Coral is fundamentally different. It focuses on:

  • view expansion

  • SQL translation

  • semantic rewriting

rather than a full MV rewrite engine.

Typical use cases include:

  • translating Hive views to Trino

  • expanding nested views

  • normalizing SQL across engines

Materialized-view rewrite support is currently limited compared to Calcite.

Common patterns across systems

Despite architectural differences most systems match similar query families.

Aggregation queries
GROUP BY queries with SUM, COUNT, MIN, MAX.

Rollup aggregation
A finer-grained MV answering a coarser query.

Example:
MV: GROUP BY date, product
Query: GROUP BY product

Join-based summaries
If the materialized view already contains the join between fact and dimension tables the query can reuse the precomputed result.

Filter compensation
If the view contains more rows than needed the optimizer applies residual filters.

Major differences between systems

The biggest differences appear in query complexity support.

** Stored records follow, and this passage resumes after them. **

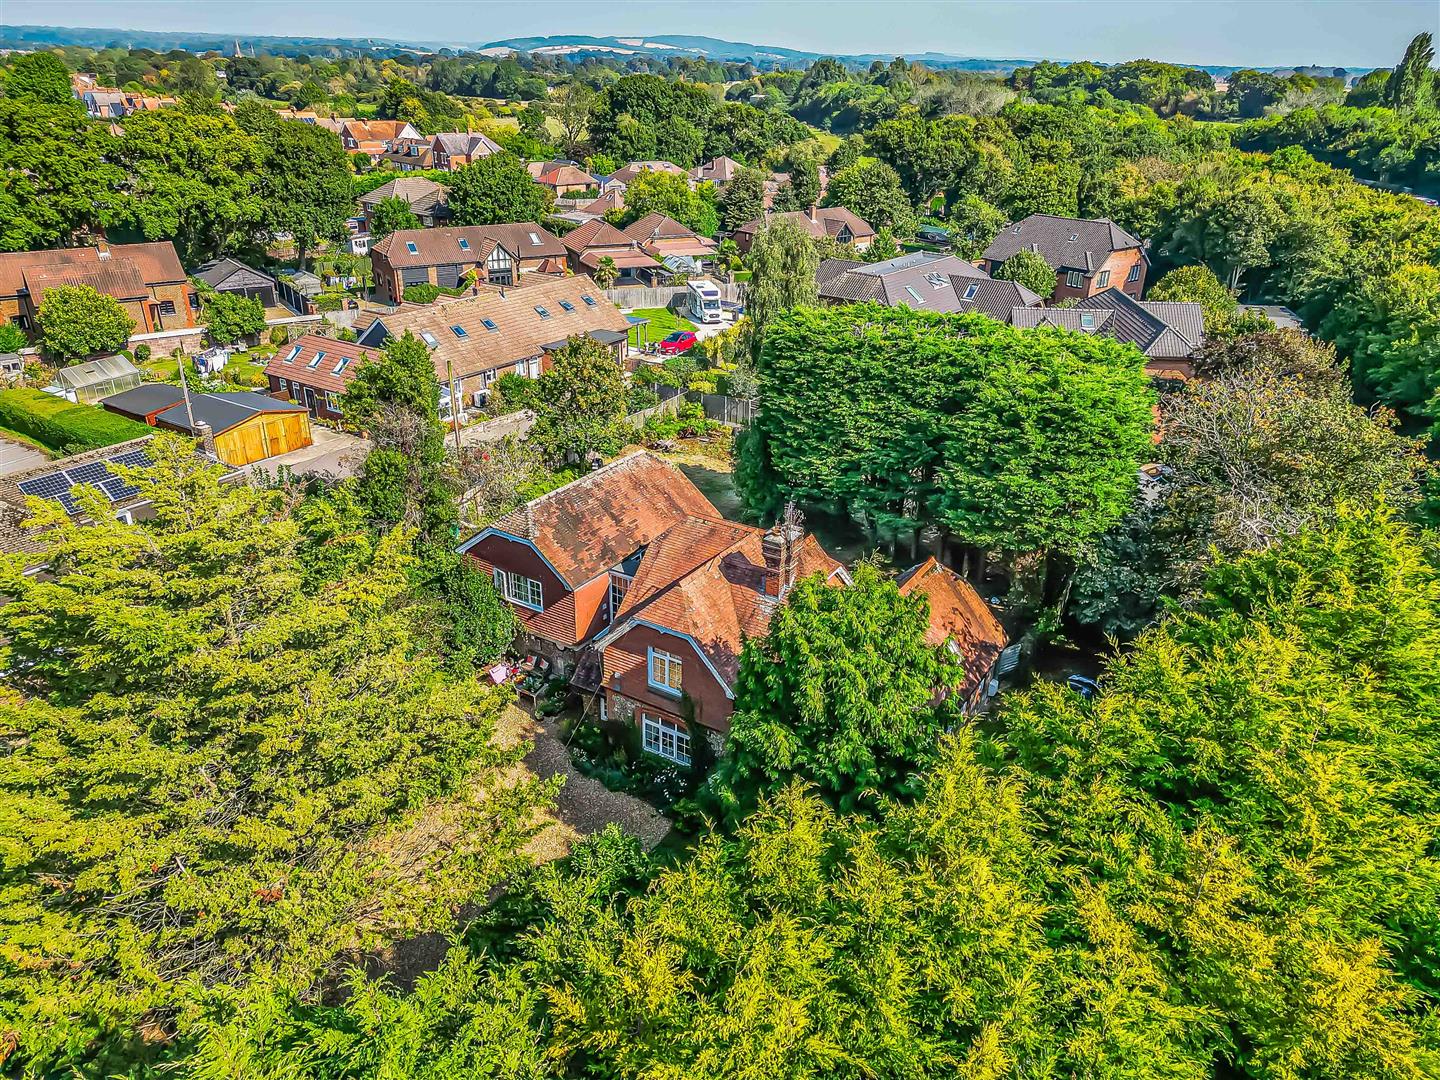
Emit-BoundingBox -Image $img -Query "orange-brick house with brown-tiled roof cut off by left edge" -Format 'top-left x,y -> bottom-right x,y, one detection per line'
0,240 -> 199,342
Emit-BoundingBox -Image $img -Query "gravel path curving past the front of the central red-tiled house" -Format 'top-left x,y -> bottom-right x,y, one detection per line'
501,706 -> 670,850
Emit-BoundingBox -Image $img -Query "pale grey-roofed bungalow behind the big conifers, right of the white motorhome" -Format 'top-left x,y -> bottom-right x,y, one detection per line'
815,251 -> 1041,323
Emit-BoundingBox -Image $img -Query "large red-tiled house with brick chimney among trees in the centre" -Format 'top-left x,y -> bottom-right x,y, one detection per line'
459,452 -> 850,765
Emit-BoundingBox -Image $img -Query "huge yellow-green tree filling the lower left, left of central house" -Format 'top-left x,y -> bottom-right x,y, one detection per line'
0,435 -> 547,1074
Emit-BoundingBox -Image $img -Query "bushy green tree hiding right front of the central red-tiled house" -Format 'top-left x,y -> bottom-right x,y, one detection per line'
710,558 -> 962,818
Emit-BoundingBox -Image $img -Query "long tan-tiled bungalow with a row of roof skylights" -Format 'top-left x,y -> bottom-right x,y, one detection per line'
356,274 -> 629,415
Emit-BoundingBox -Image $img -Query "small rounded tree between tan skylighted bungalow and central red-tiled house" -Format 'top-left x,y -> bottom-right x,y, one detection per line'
530,337 -> 625,465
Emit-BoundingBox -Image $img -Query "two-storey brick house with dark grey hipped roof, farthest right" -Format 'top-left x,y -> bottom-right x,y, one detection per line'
979,213 -> 1149,304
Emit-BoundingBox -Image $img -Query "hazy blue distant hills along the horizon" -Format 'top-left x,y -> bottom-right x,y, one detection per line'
0,24 -> 1368,76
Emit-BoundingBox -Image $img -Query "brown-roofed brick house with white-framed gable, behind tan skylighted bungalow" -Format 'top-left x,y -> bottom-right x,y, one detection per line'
370,222 -> 567,304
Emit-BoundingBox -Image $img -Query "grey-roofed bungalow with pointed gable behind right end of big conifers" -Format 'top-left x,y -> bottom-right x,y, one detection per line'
1009,288 -> 1205,379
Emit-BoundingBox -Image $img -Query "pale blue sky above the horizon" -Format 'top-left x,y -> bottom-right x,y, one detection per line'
0,0 -> 1440,69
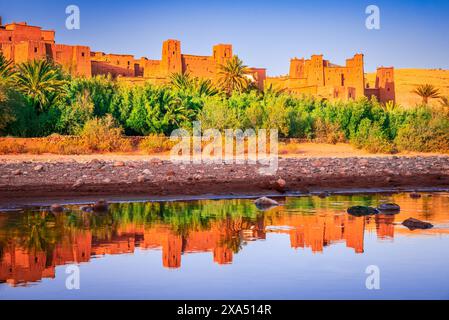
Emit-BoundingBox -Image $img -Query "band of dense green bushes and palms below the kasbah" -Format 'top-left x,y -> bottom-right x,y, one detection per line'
0,55 -> 449,152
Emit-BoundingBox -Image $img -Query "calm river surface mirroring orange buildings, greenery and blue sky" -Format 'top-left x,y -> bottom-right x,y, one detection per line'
0,193 -> 449,299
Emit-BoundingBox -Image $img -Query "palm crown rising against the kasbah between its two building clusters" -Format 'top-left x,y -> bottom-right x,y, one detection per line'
218,56 -> 251,95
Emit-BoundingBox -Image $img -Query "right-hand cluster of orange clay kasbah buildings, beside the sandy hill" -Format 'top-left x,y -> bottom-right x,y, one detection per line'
265,54 -> 395,102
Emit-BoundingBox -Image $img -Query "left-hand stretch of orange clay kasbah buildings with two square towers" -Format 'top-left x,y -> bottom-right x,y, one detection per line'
0,18 -> 266,89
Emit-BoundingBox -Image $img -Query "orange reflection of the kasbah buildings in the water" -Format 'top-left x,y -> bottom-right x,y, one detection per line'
0,195 -> 448,286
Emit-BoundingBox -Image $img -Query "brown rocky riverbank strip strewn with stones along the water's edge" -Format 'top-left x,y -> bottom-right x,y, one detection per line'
0,156 -> 449,203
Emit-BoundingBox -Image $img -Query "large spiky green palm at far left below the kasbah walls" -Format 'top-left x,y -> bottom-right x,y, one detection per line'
15,60 -> 66,111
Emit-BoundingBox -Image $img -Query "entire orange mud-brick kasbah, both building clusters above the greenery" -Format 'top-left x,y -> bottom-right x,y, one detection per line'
0,17 -> 395,103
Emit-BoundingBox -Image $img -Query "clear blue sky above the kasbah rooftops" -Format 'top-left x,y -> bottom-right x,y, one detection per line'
0,0 -> 449,75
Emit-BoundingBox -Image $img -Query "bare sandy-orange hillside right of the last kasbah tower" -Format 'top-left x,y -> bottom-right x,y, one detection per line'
366,69 -> 449,106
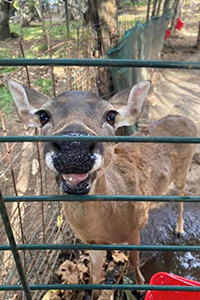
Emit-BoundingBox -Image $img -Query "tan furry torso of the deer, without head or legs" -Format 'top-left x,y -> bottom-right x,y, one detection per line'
64,116 -> 196,244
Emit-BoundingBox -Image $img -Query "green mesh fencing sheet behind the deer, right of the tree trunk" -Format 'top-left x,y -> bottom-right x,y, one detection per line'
107,15 -> 169,92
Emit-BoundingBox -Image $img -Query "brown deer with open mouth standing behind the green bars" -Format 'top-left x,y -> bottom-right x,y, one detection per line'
8,79 -> 197,299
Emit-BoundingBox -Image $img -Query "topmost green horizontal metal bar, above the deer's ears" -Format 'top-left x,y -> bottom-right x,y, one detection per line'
0,58 -> 200,69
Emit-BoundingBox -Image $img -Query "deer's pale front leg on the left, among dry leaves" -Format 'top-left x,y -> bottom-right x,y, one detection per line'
88,250 -> 106,300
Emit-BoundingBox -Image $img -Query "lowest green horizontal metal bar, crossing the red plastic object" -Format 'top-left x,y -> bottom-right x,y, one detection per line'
0,284 -> 200,292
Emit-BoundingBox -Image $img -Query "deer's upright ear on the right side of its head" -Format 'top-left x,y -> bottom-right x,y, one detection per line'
110,80 -> 151,129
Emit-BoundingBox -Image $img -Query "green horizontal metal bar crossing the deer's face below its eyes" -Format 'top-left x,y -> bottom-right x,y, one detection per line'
0,135 -> 200,144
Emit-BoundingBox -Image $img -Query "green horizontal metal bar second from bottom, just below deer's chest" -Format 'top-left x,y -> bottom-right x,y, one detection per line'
0,244 -> 200,252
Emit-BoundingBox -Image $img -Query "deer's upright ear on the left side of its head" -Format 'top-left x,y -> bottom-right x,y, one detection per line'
7,79 -> 49,127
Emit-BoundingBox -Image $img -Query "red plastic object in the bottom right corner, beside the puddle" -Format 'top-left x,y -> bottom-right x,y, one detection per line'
144,272 -> 200,300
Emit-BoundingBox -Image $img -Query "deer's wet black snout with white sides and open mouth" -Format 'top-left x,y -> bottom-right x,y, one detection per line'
45,132 -> 103,194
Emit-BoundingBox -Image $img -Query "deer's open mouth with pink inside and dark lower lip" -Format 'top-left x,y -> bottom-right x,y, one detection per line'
61,173 -> 90,195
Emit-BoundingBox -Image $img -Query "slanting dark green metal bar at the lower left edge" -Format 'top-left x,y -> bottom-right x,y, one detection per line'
0,191 -> 32,300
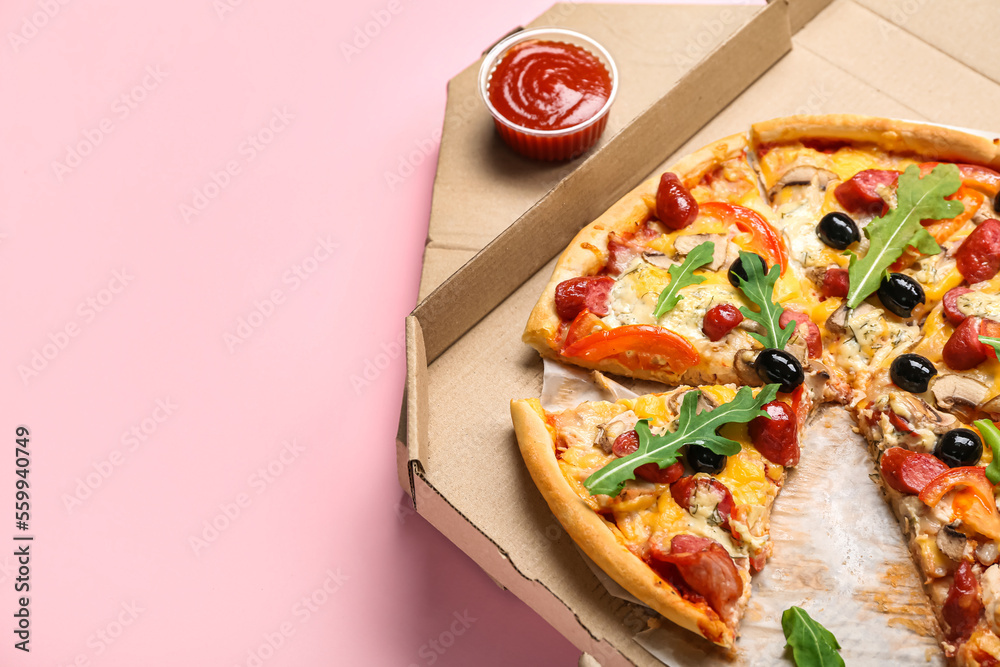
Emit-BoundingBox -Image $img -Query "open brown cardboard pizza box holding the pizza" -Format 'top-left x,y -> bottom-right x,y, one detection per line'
397,0 -> 1000,667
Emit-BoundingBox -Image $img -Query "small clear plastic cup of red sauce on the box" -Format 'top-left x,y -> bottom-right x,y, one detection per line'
479,28 -> 618,160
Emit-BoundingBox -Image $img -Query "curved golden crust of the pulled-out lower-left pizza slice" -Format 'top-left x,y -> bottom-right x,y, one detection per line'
510,399 -> 750,648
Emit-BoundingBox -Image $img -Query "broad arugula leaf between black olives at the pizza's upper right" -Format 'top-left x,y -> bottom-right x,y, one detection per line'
847,164 -> 964,308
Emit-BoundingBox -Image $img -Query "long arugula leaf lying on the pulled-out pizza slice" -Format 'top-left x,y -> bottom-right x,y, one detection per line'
583,384 -> 778,496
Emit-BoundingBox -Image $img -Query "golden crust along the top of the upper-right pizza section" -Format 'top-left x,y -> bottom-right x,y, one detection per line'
750,114 -> 1000,169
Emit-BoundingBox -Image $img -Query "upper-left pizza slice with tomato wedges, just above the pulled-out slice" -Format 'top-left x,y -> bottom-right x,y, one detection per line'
523,130 -> 849,400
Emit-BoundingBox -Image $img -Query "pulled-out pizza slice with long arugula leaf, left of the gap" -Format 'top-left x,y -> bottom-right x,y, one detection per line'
511,385 -> 814,648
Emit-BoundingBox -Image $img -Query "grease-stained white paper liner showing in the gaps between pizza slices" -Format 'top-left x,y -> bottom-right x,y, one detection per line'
543,361 -> 946,667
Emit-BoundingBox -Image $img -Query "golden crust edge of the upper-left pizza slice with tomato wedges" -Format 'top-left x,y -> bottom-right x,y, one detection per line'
521,134 -> 748,384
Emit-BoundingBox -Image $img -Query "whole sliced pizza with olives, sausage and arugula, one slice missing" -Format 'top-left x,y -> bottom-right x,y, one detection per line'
511,115 -> 1000,665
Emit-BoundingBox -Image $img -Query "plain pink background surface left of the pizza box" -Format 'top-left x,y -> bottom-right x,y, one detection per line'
0,0 -> 748,667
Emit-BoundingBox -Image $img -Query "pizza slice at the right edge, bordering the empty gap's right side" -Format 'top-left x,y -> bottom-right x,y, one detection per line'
857,277 -> 1000,666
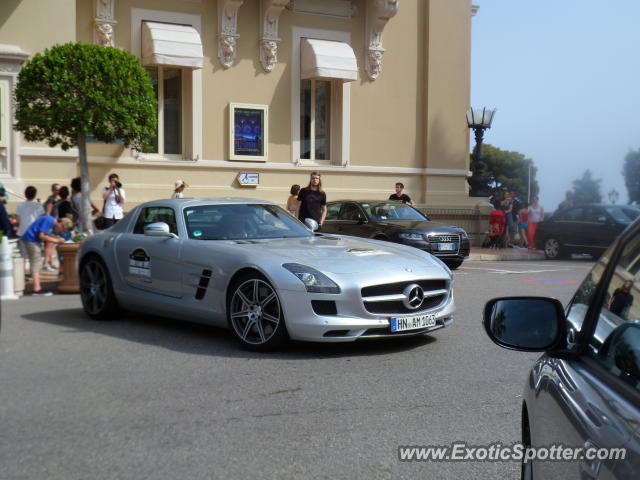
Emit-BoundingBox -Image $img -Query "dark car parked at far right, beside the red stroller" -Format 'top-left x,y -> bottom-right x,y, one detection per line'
535,204 -> 640,259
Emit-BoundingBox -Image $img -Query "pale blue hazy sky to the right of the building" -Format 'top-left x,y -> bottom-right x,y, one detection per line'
470,0 -> 640,212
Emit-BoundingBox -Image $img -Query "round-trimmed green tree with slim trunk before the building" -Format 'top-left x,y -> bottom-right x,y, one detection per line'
14,43 -> 157,231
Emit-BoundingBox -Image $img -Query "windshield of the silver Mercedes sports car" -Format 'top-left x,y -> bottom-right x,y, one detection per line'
184,204 -> 313,240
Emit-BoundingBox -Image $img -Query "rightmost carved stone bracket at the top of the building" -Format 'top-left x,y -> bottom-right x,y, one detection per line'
365,0 -> 400,81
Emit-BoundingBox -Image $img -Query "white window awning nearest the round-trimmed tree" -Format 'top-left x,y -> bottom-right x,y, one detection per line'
142,22 -> 203,68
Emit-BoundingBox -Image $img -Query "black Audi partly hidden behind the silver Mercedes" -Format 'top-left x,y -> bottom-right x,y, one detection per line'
322,200 -> 469,270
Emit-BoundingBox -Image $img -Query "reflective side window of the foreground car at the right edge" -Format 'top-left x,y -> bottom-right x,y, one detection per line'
589,232 -> 640,388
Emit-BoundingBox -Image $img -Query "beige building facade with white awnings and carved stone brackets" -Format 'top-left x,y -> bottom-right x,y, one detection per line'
0,0 -> 476,207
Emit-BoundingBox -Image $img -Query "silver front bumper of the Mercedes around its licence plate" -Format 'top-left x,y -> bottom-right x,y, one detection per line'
279,289 -> 455,342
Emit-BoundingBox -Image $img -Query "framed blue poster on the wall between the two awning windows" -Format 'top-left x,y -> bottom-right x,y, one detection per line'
229,103 -> 269,162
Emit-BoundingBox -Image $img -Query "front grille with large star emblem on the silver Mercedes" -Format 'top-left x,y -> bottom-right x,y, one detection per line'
360,280 -> 449,315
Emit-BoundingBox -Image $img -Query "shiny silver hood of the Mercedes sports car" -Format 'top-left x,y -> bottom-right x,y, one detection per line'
230,235 -> 446,276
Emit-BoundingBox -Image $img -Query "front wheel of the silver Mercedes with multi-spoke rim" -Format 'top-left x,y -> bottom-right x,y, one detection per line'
227,272 -> 288,352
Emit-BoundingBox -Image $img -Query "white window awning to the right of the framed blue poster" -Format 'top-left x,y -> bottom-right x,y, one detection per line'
300,38 -> 358,82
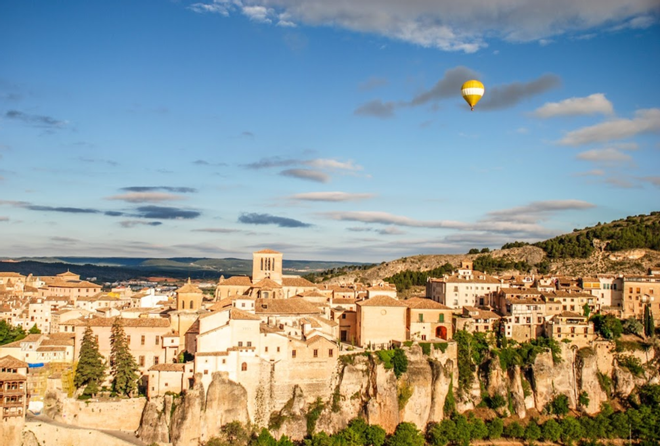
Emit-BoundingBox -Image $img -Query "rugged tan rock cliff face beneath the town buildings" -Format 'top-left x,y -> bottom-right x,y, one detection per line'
138,342 -> 657,446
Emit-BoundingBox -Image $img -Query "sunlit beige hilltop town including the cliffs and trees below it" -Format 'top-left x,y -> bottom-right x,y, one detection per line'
0,215 -> 660,446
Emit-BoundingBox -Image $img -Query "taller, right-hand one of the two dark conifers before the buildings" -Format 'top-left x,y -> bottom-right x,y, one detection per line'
110,317 -> 139,396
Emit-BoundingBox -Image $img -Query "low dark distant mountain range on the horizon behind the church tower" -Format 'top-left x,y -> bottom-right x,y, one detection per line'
0,257 -> 359,282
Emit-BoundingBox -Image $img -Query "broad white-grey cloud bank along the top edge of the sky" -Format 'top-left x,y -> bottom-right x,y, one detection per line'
183,0 -> 659,53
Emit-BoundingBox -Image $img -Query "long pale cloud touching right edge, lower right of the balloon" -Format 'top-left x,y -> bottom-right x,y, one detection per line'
559,108 -> 660,146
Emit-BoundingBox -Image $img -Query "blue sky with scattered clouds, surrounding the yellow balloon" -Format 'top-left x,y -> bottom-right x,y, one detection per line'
0,0 -> 660,262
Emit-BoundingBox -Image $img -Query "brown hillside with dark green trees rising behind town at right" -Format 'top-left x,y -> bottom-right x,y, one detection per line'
316,212 -> 660,293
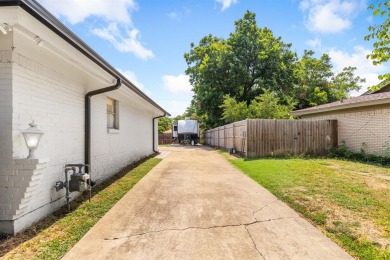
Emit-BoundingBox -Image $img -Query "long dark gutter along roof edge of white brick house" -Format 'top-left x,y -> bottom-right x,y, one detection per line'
0,0 -> 170,115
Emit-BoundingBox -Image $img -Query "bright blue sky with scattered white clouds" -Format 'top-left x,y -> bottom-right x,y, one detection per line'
38,0 -> 388,116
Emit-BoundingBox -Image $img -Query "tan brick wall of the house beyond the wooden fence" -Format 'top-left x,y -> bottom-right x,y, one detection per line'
302,104 -> 390,156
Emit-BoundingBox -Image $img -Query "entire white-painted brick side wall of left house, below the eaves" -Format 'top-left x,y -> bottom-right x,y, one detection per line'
0,27 -> 158,233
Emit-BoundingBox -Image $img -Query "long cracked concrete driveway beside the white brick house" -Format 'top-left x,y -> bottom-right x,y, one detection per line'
64,147 -> 352,260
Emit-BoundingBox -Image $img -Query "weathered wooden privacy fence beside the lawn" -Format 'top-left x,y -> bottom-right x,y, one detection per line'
205,119 -> 337,157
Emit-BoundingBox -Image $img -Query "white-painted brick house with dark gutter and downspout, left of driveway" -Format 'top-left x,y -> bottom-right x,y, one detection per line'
0,0 -> 168,234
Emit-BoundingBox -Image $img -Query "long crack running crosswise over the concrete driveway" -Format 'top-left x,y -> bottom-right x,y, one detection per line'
103,218 -> 291,240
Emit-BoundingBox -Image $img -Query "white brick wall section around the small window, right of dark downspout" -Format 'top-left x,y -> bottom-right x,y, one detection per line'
91,93 -> 153,179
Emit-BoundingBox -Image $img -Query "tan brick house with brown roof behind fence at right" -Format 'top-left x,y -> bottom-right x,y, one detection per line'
290,89 -> 390,156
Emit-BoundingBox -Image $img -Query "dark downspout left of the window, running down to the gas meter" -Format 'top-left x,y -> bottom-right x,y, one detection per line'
84,78 -> 122,173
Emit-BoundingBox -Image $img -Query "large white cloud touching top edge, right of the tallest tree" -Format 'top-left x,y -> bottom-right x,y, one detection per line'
299,0 -> 366,33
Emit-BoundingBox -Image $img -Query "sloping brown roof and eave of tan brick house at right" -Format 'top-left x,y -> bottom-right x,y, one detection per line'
290,92 -> 390,116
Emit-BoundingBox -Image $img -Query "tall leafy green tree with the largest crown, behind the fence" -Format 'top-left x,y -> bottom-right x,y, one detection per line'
184,11 -> 296,127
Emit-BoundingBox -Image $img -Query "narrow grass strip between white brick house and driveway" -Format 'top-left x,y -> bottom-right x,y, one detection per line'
0,155 -> 161,259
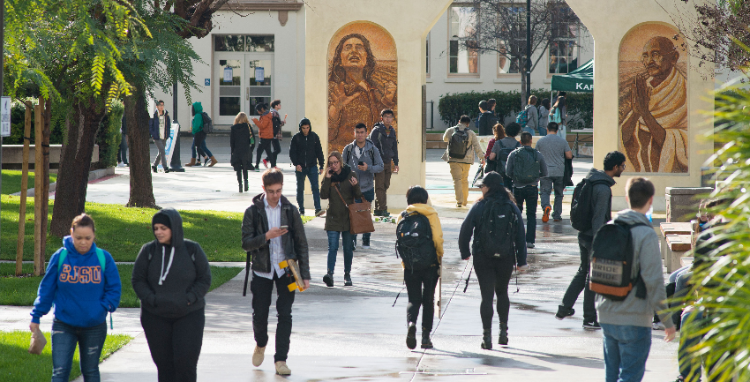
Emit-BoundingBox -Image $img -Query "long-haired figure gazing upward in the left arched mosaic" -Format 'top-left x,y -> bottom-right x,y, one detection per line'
328,33 -> 396,152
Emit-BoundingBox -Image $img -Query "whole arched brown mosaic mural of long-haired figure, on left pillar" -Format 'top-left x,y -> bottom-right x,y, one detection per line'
328,22 -> 398,152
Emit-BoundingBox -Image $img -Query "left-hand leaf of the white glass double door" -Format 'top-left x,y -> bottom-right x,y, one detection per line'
214,54 -> 245,125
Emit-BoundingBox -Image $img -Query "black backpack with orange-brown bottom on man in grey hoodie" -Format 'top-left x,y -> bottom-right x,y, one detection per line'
589,222 -> 648,301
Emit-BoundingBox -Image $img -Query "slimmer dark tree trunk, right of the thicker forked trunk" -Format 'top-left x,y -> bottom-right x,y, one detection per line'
125,87 -> 156,208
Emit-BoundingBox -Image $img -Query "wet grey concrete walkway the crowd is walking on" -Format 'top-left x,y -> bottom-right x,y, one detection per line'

Aggregation-focused systems primarily match GROUP BY workloads.

Examples:

  • BigQuery

  • Databricks metric views

Full relational rewrite systems primary support join + filter + project + group-by queries.
Examples:

  • StarRocks

  • Doris

  • Calcite

  • Hive


Middleware rewrite systems focus more on view expansion and SQL normalization across engines.
Example:

  • Coral


Final takeaway

Most systems converge on supporting the same core query family:

SPJG queries (select-project-join-group-by) with aggregation rollups.


However they diverge in how far they push beyond that.

BigQuery and Databricks focus on aggregation acceleration.

StarRocks and Doris aim for full relational rewrite.

Hive and Calcite emphasize framework-driven optimization.

Coral emphasizes platform-level query rewriting.